Daily I am suffering pain. Some days are better than others. I have days when the anti-inflammatories are popped far too frequently, and I feel I can hardly move. There are other days where I can walk well and I keep going, only to find that by the evening I am in agony. Some days I limp. Some days I walk like you’d never even know there was anything wrong!
Sleeping has become difficult too. There is not one side that is easier to lay on, and often after an hour or two on my back I wake to move once more and try another position. Restless nights are pretty much how it is now, and I struggle. Anyone who know me knows I love my sleep. So, if you meet me and I’m grumpy, it’s not just the pain, it’s the lack of sleep! I will apologise now.

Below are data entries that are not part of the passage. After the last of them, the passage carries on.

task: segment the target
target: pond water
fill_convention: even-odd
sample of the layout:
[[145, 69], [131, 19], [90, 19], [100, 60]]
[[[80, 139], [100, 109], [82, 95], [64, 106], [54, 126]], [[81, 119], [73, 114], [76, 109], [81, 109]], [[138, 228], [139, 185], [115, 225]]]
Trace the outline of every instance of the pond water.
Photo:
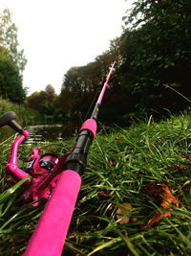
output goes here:
[[26, 128], [30, 135], [26, 143], [35, 143], [41, 141], [61, 141], [63, 138], [63, 125], [37, 125], [30, 126]]
[[[25, 128], [30, 132], [29, 137], [25, 140], [27, 144], [46, 141], [62, 141], [74, 135], [75, 128], [71, 124], [49, 124], [35, 125]], [[4, 141], [15, 134], [15, 131], [9, 127], [0, 128], [0, 141]]]

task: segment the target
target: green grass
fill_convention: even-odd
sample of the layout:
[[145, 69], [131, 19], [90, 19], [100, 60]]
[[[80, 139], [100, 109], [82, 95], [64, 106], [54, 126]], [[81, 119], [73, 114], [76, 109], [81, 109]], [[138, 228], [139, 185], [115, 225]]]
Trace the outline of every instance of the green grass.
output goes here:
[[[191, 154], [191, 116], [182, 114], [160, 123], [151, 117], [129, 128], [109, 130], [102, 128], [89, 151], [63, 255], [190, 255], [191, 162], [182, 155]], [[2, 255], [22, 254], [45, 204], [36, 208], [23, 204], [23, 188], [18, 184], [6, 189], [4, 167], [12, 139], [1, 144]], [[31, 150], [21, 146], [19, 167], [24, 168]], [[61, 154], [63, 149], [57, 151]], [[159, 206], [141, 191], [150, 181], [168, 185], [180, 207], [173, 206], [171, 218], [142, 229]], [[120, 224], [116, 214], [123, 202], [132, 205], [126, 224]]]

You would not believe the restrictions that this puts on your mobility. I am now at the stage where Paul has to put at least one of my socks on for me. Flip flops have been a godsend throughout the summer, and I now need some winter shoes that I can slip on. There are many other things that I will not even go into, but anyone who has needed a hip replacement will know exactly what I mean!
From a work point of view, it means that I just cannot stand for even short periods of time, so working at the easel is just impossible. This is one of the reasons that I have experimented with things like papercutting and crafts this past year particularly. For some reason, I find it very difficult to paint sat at the desk. I think it is because I just find it hard to paint small scale. I have always felt more inclined to work with big canvasses, the bigger the better to be honest. Working small has always felt very restrictive for me. My trees and abstract work seem to need long sweeping strokes that need me to be standing, and they just do not work small scale. Believe me I have tried!
So, while I wait for news about when the NHS are going to give me a new hip, I will remain being creative, but with a slightly different focus. I am itching to get painting again if I am honest. I have loads of ideas that fill my head for paintings I would love to create, and I hope one day I will create them.
Please don’t disappear from watching out for my work. I am going to have a go at doing some smaller mixed media canvasses, and I am starting one very soon. Keep your eye out for my creativity please. I do enjoy sharing it with you, and I love that you enjoy seeing it too. So please bear with me through any grumpiness.
So, in the grand scheme of things, this is in fact nothing serious. I am one of the lucky ones. I can be fixed, which is amazing isn’t it?! I am going to stay positive, and especially since I have been told that I will feel like a new woman when I get my new body parts! How exciting is that?!